Pewnego ranka obudził mnie dzwonek budzika spojrzałam przez okno była wiosna powoli świtało zawsze budziłam się o świcie byłam takim rannym ptaszkiem. Wstałam ubrałam szlafrok i założyłam moje kapcie w kształcie żółtych królików rozejrzałam się po pokoju. Mój pokój był mały znajdował się na poddaszu miał białe ściany wymalowane dużą ilością rysunków ponieważ moją pasją było malowanie. Było w nim także duże okno z szerokim parapetem na który zawsze lubiłam siadać, patrzeć w niebo i marzyć , pod oknem stało biórko a koło niego szafa ,w samym koncie stało moje duże podwójne łoże które zqhmowało większość pokoju . Otworzyłam drzwi i wyszłam z pokoju pocichu schodami w dół udałam się do kuchni aby pocichu i w spokoju wujadać ciastka które miały mi zastąpić śniadanie. Otworzyła szafkę która lekko skrzypnęła i się otworzyła a wtedy.. ŁUP !!
I mąka i kasza spadły na podłogę rozsypując się ,przestraszona i zdezorientowana zaczęłam zbierać kaszę ręką i wsypaywać do rozerwanego opakowania jednak było za późno na schodach stanęła mama ze złą miną.

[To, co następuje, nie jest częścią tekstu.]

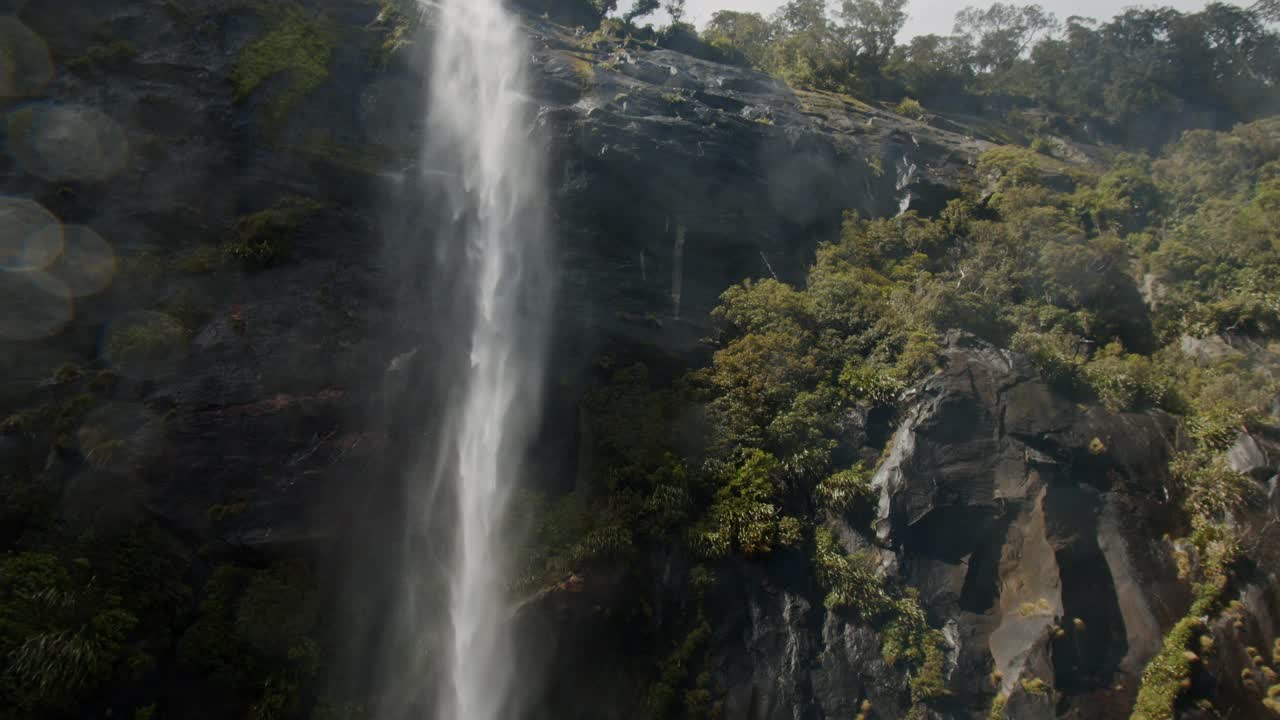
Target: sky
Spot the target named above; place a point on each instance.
(937, 16)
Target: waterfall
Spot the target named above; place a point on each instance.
(487, 229)
(906, 172)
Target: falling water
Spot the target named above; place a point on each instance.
(481, 133)
(906, 172)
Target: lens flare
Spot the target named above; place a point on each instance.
(87, 264)
(67, 142)
(36, 305)
(31, 237)
(26, 65)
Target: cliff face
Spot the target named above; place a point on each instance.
(247, 197)
(672, 178)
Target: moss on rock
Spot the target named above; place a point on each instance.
(297, 45)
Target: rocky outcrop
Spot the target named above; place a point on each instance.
(1031, 527)
(1027, 523)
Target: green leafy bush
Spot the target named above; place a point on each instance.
(265, 238)
(912, 109)
(845, 491)
(297, 46)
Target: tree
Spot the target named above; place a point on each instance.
(746, 35)
(640, 9)
(929, 65)
(871, 27)
(676, 9)
(1002, 33)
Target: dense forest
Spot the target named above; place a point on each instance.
(1143, 279)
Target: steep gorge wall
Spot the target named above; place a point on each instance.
(254, 217)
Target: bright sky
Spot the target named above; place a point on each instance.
(938, 16)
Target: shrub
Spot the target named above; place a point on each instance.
(154, 337)
(851, 582)
(298, 46)
(110, 55)
(845, 491)
(265, 238)
(1128, 382)
(912, 109)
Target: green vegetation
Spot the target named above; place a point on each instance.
(112, 55)
(154, 337)
(72, 624)
(255, 636)
(265, 238)
(298, 48)
(912, 109)
(1146, 68)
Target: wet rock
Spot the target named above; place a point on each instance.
(1253, 456)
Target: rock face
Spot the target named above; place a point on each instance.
(1025, 522)
(1016, 513)
(673, 177)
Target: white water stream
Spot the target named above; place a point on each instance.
(480, 119)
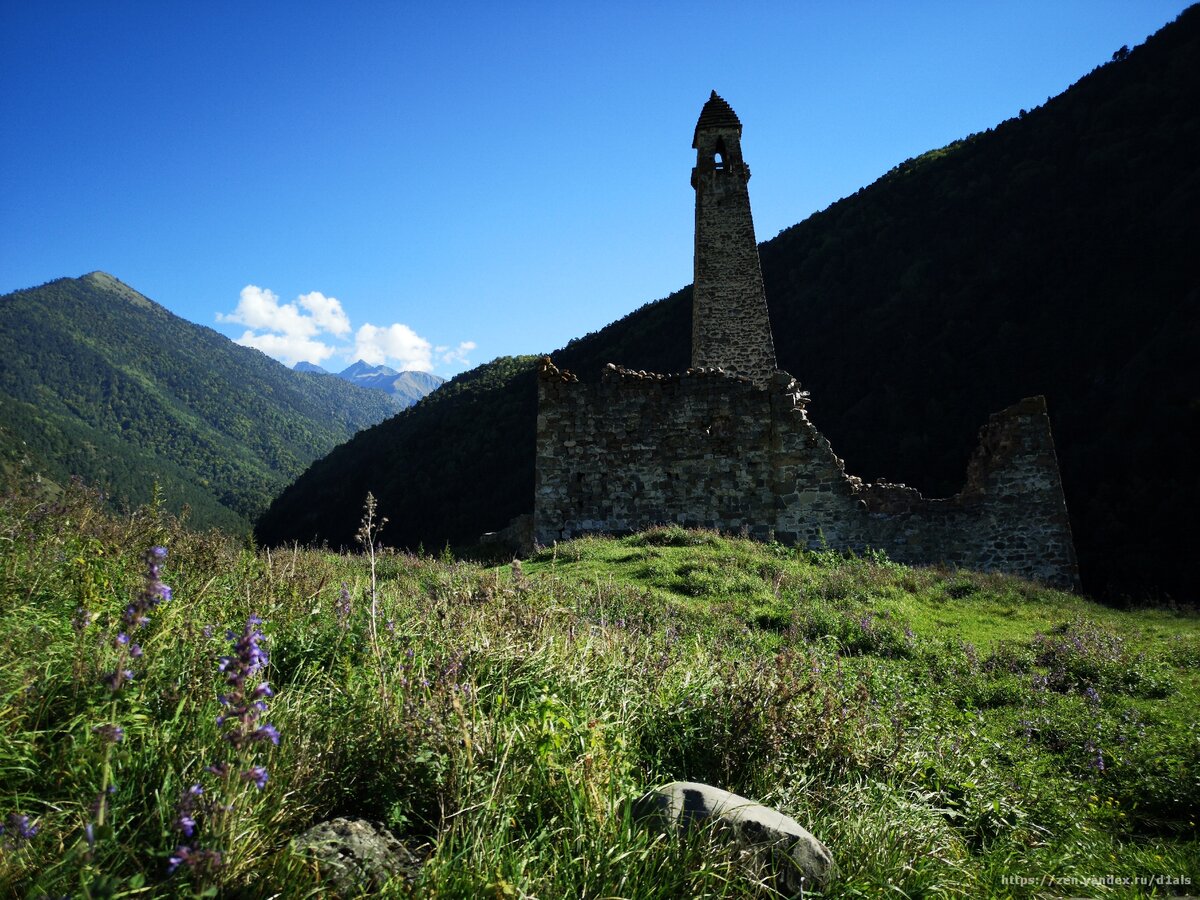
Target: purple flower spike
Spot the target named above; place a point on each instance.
(268, 732)
(246, 705)
(112, 733)
(17, 829)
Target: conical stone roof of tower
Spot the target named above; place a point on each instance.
(717, 114)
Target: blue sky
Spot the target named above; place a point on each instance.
(433, 185)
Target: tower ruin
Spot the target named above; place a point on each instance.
(730, 323)
(729, 444)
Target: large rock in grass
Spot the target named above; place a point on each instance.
(353, 856)
(797, 858)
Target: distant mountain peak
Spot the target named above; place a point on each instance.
(360, 367)
(115, 286)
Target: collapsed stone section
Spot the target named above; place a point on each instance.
(709, 449)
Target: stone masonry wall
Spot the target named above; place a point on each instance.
(712, 450)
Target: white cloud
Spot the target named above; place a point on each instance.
(287, 349)
(396, 345)
(259, 309)
(327, 312)
(292, 333)
(457, 355)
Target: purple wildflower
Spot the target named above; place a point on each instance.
(202, 861)
(245, 705)
(112, 733)
(17, 829)
(136, 616)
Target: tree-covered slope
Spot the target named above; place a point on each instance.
(1051, 255)
(100, 382)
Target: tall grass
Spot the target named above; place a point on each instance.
(945, 733)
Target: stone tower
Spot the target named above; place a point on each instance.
(729, 309)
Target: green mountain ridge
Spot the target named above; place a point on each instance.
(100, 382)
(1051, 255)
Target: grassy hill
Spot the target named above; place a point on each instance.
(1051, 255)
(945, 733)
(100, 382)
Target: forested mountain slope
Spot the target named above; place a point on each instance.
(1053, 255)
(100, 382)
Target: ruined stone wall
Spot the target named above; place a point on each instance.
(713, 450)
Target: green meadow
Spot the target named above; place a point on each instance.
(945, 733)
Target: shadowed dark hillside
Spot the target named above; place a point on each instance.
(100, 382)
(1051, 255)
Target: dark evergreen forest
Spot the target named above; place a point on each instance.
(101, 383)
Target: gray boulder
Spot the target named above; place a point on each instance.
(354, 856)
(793, 855)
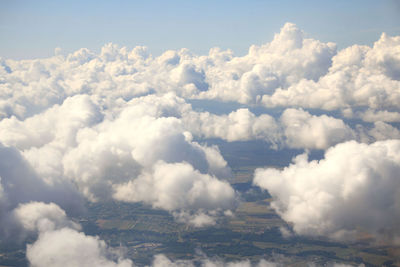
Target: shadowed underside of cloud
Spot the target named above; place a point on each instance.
(290, 71)
(356, 187)
(116, 126)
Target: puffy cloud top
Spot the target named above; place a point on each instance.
(356, 187)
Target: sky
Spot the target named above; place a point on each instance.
(32, 29)
(100, 122)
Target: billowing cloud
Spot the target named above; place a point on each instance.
(303, 130)
(68, 247)
(290, 71)
(107, 152)
(20, 185)
(42, 217)
(356, 187)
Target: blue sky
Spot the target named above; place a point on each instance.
(30, 29)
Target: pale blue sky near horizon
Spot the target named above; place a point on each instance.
(32, 29)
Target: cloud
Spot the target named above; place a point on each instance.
(360, 76)
(20, 188)
(123, 149)
(303, 130)
(68, 247)
(355, 187)
(289, 71)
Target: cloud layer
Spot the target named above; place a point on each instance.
(356, 187)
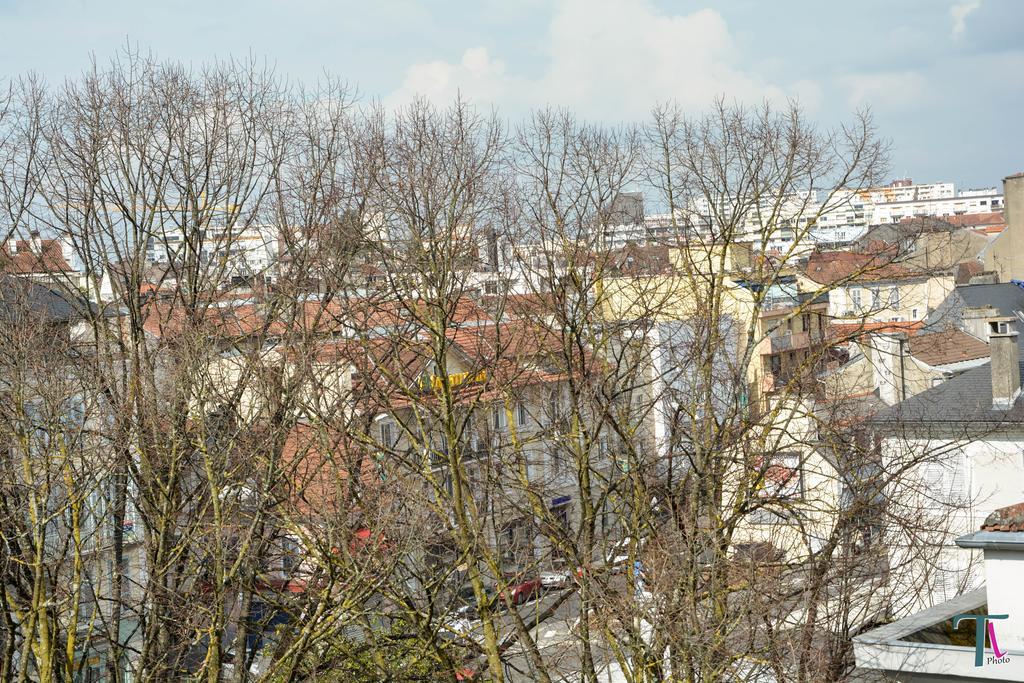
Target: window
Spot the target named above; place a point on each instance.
(783, 477)
(387, 435)
(894, 297)
(561, 516)
(553, 407)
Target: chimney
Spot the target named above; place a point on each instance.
(1005, 365)
(1001, 542)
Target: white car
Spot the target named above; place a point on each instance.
(555, 579)
(461, 622)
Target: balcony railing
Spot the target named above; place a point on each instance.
(794, 341)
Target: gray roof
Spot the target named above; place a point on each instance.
(19, 298)
(1006, 297)
(964, 399)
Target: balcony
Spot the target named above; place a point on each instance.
(793, 341)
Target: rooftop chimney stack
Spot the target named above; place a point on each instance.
(1005, 366)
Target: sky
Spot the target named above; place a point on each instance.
(943, 78)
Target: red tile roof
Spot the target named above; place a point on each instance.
(940, 348)
(1010, 518)
(840, 332)
(840, 267)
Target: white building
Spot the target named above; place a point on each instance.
(241, 250)
(964, 442)
(904, 200)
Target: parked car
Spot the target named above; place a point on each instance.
(461, 621)
(522, 591)
(555, 579)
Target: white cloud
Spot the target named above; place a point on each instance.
(609, 59)
(958, 13)
(892, 89)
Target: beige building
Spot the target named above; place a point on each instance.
(1006, 254)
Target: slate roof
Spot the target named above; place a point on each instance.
(1006, 297)
(19, 297)
(966, 399)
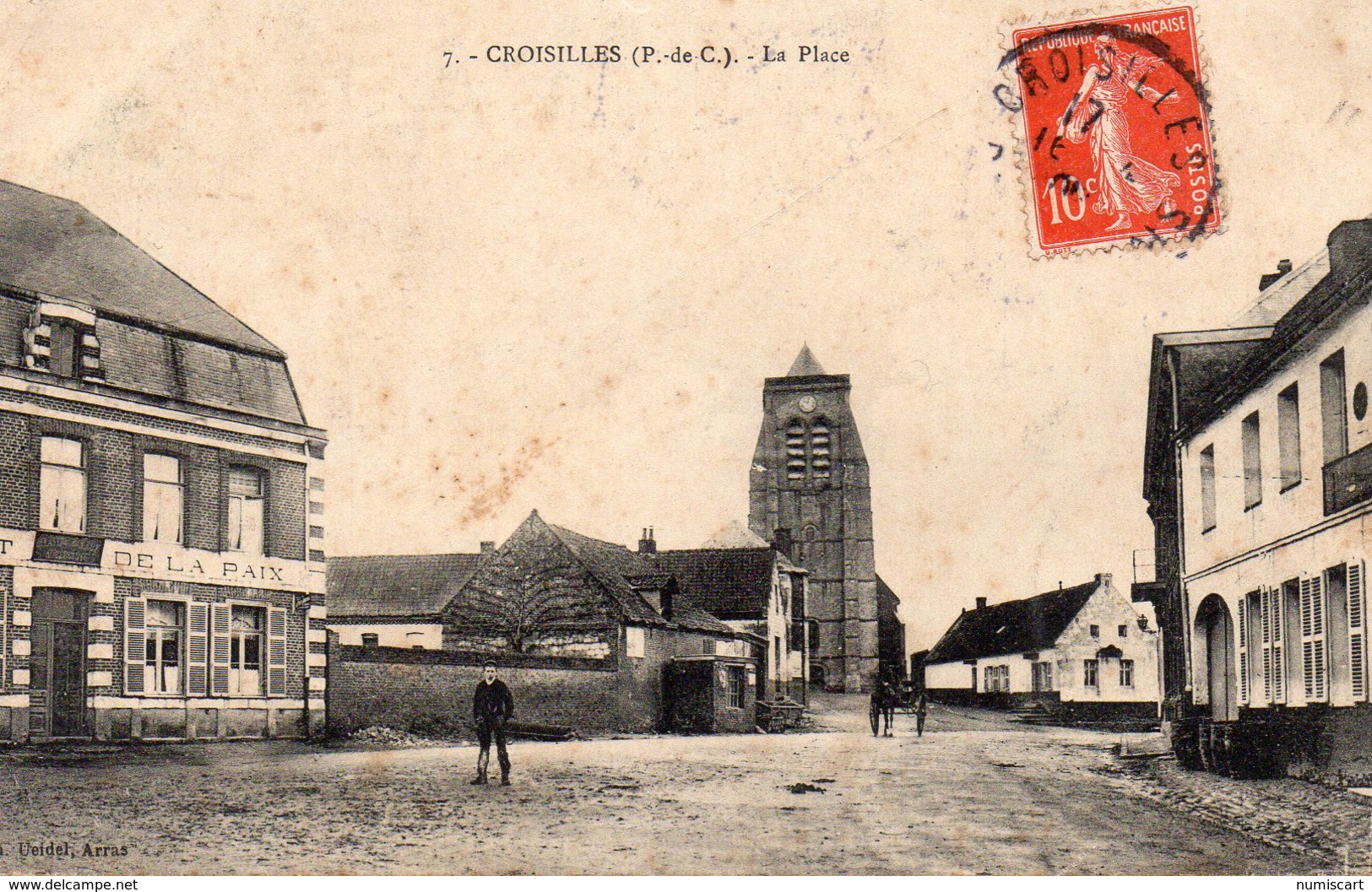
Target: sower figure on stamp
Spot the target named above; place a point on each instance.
(491, 708)
(1125, 183)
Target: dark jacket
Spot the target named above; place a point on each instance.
(493, 705)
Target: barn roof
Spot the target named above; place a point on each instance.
(397, 585)
(1013, 626)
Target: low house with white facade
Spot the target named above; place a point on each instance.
(1082, 653)
(1258, 475)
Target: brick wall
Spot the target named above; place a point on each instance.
(114, 484)
(15, 473)
(431, 690)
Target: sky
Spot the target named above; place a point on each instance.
(505, 287)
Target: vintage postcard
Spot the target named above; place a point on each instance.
(627, 438)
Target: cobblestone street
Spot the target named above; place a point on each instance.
(976, 795)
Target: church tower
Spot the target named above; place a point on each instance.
(808, 484)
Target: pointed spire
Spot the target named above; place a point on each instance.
(805, 364)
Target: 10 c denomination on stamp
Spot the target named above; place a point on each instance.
(1115, 131)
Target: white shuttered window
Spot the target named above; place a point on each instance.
(1357, 630)
(1313, 663)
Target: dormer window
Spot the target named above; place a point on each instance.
(61, 339)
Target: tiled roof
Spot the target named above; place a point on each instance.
(697, 619)
(1011, 626)
(730, 583)
(397, 585)
(614, 565)
(57, 247)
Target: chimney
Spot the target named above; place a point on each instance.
(781, 541)
(1283, 268)
(1350, 246)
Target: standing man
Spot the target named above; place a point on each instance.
(491, 708)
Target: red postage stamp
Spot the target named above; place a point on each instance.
(1115, 131)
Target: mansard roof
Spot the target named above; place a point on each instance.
(160, 337)
(52, 246)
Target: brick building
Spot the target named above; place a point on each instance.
(160, 500)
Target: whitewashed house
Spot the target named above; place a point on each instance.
(1260, 453)
(1082, 653)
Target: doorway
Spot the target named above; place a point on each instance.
(1214, 626)
(57, 695)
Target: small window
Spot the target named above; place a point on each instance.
(1334, 414)
(1043, 675)
(246, 651)
(1251, 462)
(737, 683)
(62, 484)
(634, 641)
(1207, 489)
(66, 349)
(1288, 436)
(247, 510)
(162, 648)
(162, 499)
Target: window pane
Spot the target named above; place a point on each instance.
(164, 614)
(245, 482)
(62, 499)
(164, 468)
(162, 512)
(247, 618)
(57, 451)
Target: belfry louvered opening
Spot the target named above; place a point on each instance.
(808, 449)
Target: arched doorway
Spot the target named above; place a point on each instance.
(1214, 633)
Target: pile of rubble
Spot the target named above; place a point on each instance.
(379, 734)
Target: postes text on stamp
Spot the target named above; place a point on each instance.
(1115, 131)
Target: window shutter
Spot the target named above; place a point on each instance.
(1268, 664)
(1277, 624)
(1312, 638)
(1245, 674)
(135, 644)
(220, 616)
(1357, 631)
(198, 649)
(276, 652)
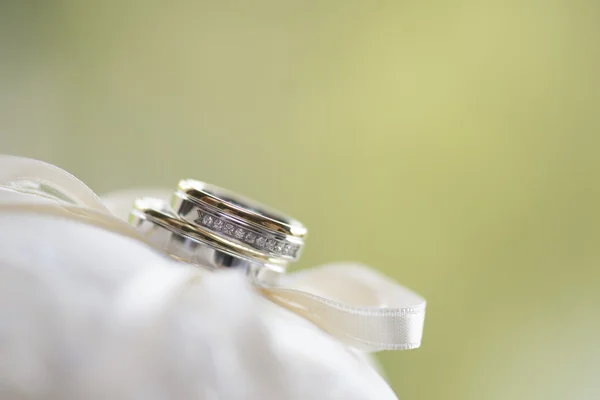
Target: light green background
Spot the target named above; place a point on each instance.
(453, 145)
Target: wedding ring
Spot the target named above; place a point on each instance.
(183, 241)
(238, 220)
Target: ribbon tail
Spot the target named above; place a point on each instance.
(357, 305)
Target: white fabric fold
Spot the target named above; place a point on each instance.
(351, 302)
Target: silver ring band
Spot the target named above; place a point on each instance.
(181, 240)
(238, 219)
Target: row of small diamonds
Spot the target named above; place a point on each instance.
(276, 246)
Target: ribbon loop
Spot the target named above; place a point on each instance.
(353, 303)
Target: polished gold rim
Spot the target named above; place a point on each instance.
(157, 211)
(241, 207)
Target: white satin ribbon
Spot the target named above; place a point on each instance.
(353, 303)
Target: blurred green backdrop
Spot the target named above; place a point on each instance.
(453, 145)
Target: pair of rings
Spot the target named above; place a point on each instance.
(215, 228)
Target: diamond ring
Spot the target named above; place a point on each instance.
(238, 220)
(185, 242)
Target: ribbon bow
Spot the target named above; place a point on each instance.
(353, 303)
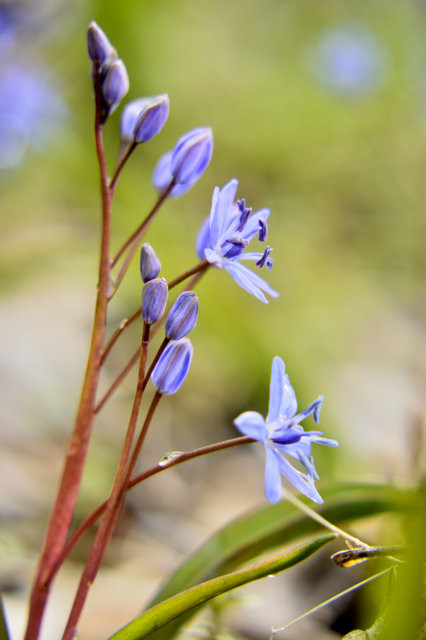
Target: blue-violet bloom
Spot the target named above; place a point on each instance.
(281, 433)
(182, 316)
(227, 231)
(143, 118)
(150, 265)
(186, 163)
(172, 366)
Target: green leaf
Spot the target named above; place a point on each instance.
(269, 527)
(169, 610)
(4, 633)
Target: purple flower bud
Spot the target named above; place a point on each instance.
(115, 85)
(186, 163)
(143, 118)
(99, 47)
(154, 298)
(191, 155)
(149, 263)
(182, 316)
(173, 366)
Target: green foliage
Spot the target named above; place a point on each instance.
(172, 608)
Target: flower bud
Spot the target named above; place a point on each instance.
(99, 47)
(149, 263)
(115, 85)
(154, 298)
(143, 118)
(186, 163)
(191, 155)
(173, 366)
(182, 316)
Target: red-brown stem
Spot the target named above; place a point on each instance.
(200, 267)
(117, 333)
(135, 357)
(118, 380)
(120, 164)
(161, 348)
(115, 501)
(78, 443)
(136, 480)
(136, 236)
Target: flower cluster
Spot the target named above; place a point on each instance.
(227, 232)
(281, 433)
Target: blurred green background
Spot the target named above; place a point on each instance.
(319, 109)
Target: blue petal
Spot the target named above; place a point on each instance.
(276, 389)
(273, 489)
(243, 277)
(221, 212)
(252, 424)
(289, 401)
(314, 407)
(251, 229)
(203, 239)
(287, 435)
(299, 480)
(256, 283)
(162, 177)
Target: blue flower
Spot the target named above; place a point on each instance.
(281, 433)
(227, 231)
(173, 366)
(186, 163)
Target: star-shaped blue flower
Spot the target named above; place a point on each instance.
(227, 231)
(281, 433)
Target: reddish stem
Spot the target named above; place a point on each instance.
(121, 162)
(199, 271)
(136, 480)
(136, 236)
(115, 501)
(117, 333)
(78, 443)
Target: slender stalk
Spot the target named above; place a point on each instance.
(316, 516)
(136, 480)
(118, 380)
(200, 267)
(117, 333)
(115, 501)
(78, 443)
(136, 236)
(135, 357)
(330, 600)
(120, 164)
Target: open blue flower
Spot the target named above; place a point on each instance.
(281, 433)
(227, 231)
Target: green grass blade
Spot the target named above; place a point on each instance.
(273, 525)
(269, 527)
(172, 608)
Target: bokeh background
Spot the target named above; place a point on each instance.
(319, 109)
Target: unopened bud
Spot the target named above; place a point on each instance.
(192, 154)
(173, 366)
(115, 85)
(182, 316)
(143, 118)
(154, 298)
(186, 163)
(149, 263)
(99, 47)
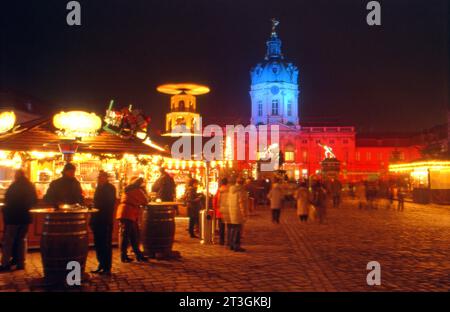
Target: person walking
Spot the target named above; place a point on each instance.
(303, 202)
(360, 193)
(222, 212)
(19, 199)
(336, 190)
(102, 222)
(401, 198)
(65, 190)
(320, 200)
(276, 197)
(164, 186)
(133, 197)
(238, 208)
(193, 202)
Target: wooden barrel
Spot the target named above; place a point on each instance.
(158, 229)
(64, 239)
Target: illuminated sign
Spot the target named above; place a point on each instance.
(77, 124)
(7, 121)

- Co tu się dzieję do jasnej cholery , czy człowiek nie może w spokoju pospać !? - krzyknęła
- Pszepraszam, mamo ale gdy otwierałam szafkę spadłan mąka i.. - tłumaczyłam ze smutną miną co chwile się jąkając
- Koniec gadania do pokoju i przyjdź dopiero na śniadanie !! - powiedziała mama znowu krzycząc i wskazując palcem na schody prowadzące na górę..
-------------
Jest to taki prolog do mojego opowiadania o Jane.
Będzie on pisany w formie pamiętnika , mam nadzieję że się wam spodoba mój sposób pisania jako iż jestem wielką romantyczką nie zabraknie tu trochę miłości <3
Subskrybuj:
Komentarze do posta (Atom)
Popracuj trochę nad interpunkcją, bo w wielu miejscach brakuje przecinków. Skracaj zdania, rozdzielaj je na kilka, bo gdy piszesz ciurkiem, to trochę trudno się połapać, o czym chcesz napisać. Powodzenia ;)
OdpowiedzUsuńDzięki za radę :) popracuję nad tym
OdpowiedzUsuń~Jane
Fajnie się zapowiada. Będę zaglądać.
OdpowiedzUsuńPrzy okazji zapraszam do mnie. Mam blogi o różnej tematyce.